Beacon seems to work at a very small scale: one search at a time, one searcher at a time. The seriality reinforces the sense of individuality given. So does the idiosyncrasy of the searches themselves. Any laugh we might derive, shock, disbelief, etc., any emotional response we have to the voice or intent of a particular search is attributable to exactly one anonymous somebody out there. They are perfectly distinct, perfectly isolated, and this is more true the more idiosyncratic we find the query to be. It's like whatever being+1: plus one quality. Being defined by the single quality or small cluster of qualities named in that search, the one we see until another one fades into view.

But another perspective on seriality says that what gets reinforced by the series movement is not the individuality of any given query in the series (or the singularity of any given painting in Kawara's date paintings, say), but the collection, the population, the X being accumulated slowly over time. Beacon voices this perspective on its work by referring in the supporting documentation to its role as a sample of where "we" are now, or our collective activity.
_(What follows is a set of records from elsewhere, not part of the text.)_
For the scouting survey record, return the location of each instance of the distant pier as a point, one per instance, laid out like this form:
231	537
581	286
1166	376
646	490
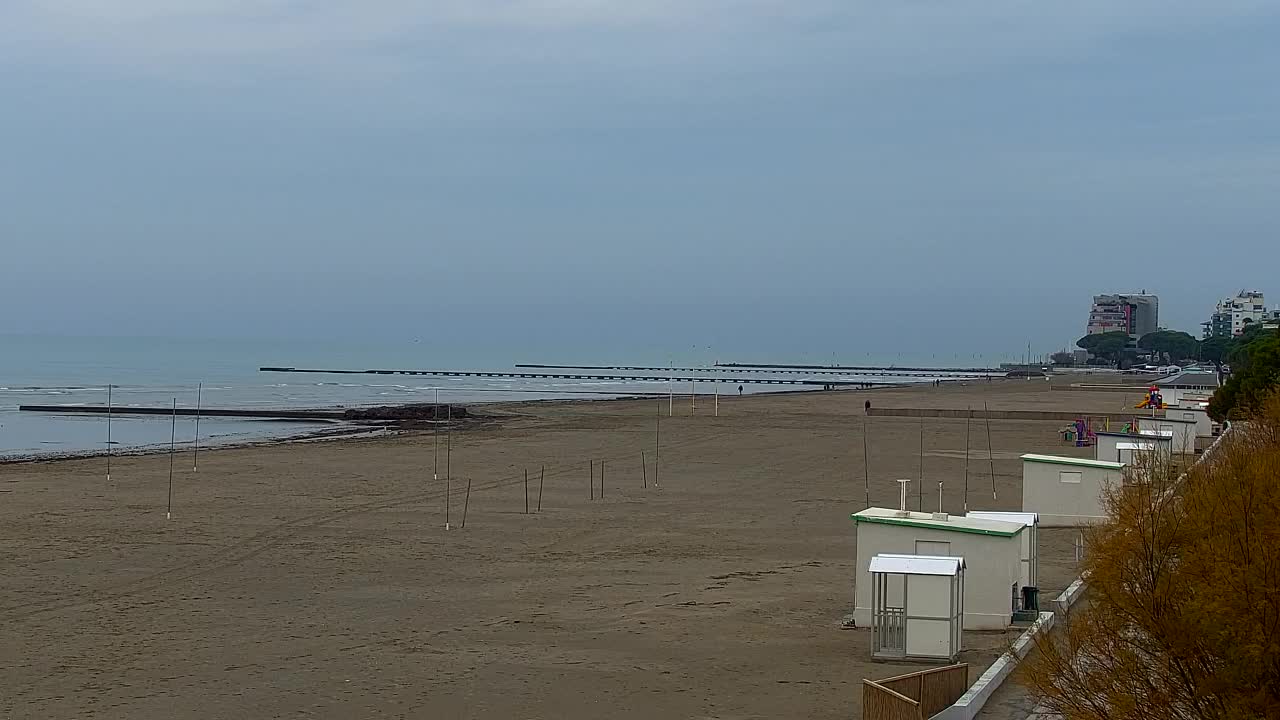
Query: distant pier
300	415
782	370
824	383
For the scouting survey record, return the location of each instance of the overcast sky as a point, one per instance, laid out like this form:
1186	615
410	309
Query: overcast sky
817	176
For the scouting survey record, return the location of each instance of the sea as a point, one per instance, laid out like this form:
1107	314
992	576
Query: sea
225	374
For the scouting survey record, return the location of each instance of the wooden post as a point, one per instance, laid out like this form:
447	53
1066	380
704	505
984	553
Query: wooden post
448	461
867	466
195	454
919	499
466	504
108	432
173	442
967	418
657	446
991	454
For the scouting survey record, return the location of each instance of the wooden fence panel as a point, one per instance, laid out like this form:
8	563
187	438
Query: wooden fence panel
883	703
915	696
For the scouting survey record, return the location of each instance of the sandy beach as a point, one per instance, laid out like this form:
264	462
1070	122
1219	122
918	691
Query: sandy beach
318	579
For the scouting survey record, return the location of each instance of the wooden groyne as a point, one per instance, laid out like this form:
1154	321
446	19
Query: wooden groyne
300	415
780	370
1005	414
382	414
887	369
818	382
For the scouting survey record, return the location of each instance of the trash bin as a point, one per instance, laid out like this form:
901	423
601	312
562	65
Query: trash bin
1031	598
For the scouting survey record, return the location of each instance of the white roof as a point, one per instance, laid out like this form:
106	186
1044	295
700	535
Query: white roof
954	523
1028	519
917	564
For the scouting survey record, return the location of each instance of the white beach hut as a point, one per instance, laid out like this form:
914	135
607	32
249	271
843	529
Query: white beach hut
1066	492
992	551
1194	413
1180	431
1128	447
1031	542
917	607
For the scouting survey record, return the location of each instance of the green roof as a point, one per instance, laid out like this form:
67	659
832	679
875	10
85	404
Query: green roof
1078	461
954	523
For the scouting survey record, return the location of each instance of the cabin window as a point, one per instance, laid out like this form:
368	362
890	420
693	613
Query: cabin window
933	547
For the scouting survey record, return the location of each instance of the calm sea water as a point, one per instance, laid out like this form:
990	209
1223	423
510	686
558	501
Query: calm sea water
152	373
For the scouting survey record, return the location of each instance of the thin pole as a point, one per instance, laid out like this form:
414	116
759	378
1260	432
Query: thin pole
435	434
991	454
967	418
919	499
173	442
466	504
195	454
108	432
867	470
657	446
448	461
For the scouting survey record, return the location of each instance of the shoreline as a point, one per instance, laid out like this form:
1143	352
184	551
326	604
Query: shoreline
353	429
288	569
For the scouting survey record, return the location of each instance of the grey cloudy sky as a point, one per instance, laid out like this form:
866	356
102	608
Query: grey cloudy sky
821	176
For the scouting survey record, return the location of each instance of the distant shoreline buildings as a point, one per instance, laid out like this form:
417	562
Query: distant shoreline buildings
1234	314
1134	314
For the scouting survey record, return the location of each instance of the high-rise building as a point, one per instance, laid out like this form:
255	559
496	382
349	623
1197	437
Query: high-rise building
1136	314
1233	314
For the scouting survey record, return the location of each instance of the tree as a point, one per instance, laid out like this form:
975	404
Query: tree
1178	345
1105	345
1255	374
1183	614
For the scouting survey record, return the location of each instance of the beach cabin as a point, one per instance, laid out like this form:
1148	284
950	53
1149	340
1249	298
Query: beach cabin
1066	492
1128	447
1188	384
1196	414
992	551
1180	432
1031	542
917	607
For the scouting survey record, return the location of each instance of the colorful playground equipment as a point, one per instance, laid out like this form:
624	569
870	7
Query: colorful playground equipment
1152	400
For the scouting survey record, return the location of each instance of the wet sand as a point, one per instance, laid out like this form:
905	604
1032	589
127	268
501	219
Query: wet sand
318	579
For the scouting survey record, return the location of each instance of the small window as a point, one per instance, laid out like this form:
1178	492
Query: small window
933	547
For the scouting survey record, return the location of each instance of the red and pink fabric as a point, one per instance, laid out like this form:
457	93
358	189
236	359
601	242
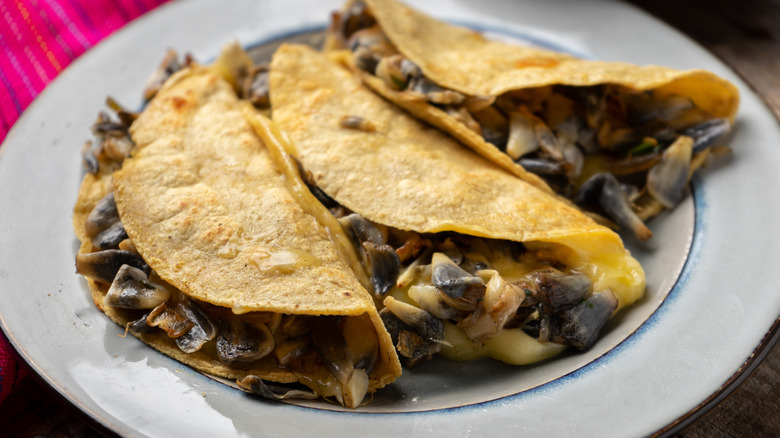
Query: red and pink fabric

It wants to teach us something about "us." About the sort of collective activity we're about when we do searches. About "our" interests, desires, quirks, loves, confusions, ignorances.... The pace of movement in the series, 1 every 1.5 seconds (online, I think the projected version is a little slower) reinforces this collectivization: the way it accumulates into something like a sociology, reads like a ticker tape of ethnographic data.

But a resonance of the name, Beacon, calls to a third function of the series movement: a beacon stays steady, repeats, so that other changes can be noticed as events. In the case of a beacon on the shore, the beacon lights up steadily, a steady pulse, so ships can recognize the presence of land as a potential change to their path...and avoid it. Steer clear. In that sense, the pulses of Beacon, the individual queries passing by 1 by 1, are more alike than different. The point is that they pulse, one then another; this is the formal view of what Beacon presents that is like the action of a beacon. The action, change, variability, in this sense, lies in the encounter with Beacon (like a ship encounters the light of a lighthouse as a beacon). The encounter marks the potential change that has already crept up on one (following the lighthouse as an exemplar of beacons). Once you've encountered a beacon, something has already changed in your situation. The change is at hand, maybe an immanent danger, maybe just an immanent shift, change, perturbation. Beacon warns of other encounters, more dramatic ones. Beacons produce an encounter that is not dramatic so people can avoid the more dramatic, impactful ones. Here we seem again to be working at a small scale, because the kind of accumulation specific to the repetitious pulse of a beacon is never something that adds to anything: it simply continues, unchanged, never progressing beyond One. One, then one, then one....

So isn't that something that's important about each individual query, understood now for its idiosyncratic content (wish, desire, confusion...), the way that it is a pulse (never changing in order to mark changes elsewhere) and a near-singularity, a whatever being+1 and a piece of ethnographic data, important for itself but only insofar as it sits within a set. And what is THAT status, vis a vis subjectivity? Are those three states that we move between? Being a pulse in the social (voting, buying groceries, or anything branded...despite what the brands tell us about individuality), being whatever being+1 (that is, defined by a single quality, known and knowable only through that quality), and being biopolitical (a piece of data, important for the particular bit we add to the collection, but only insofar as we add up to something bigger, something that is knowable at another scale). Three scales of being, all of which seem strobically present in any online encounter, all of which are telegraphed by, and constitutive of, the strangeness of the queries we see flash by serially in Beacon. [in which case, what of the forced analogy between query or search string and subjectivity?]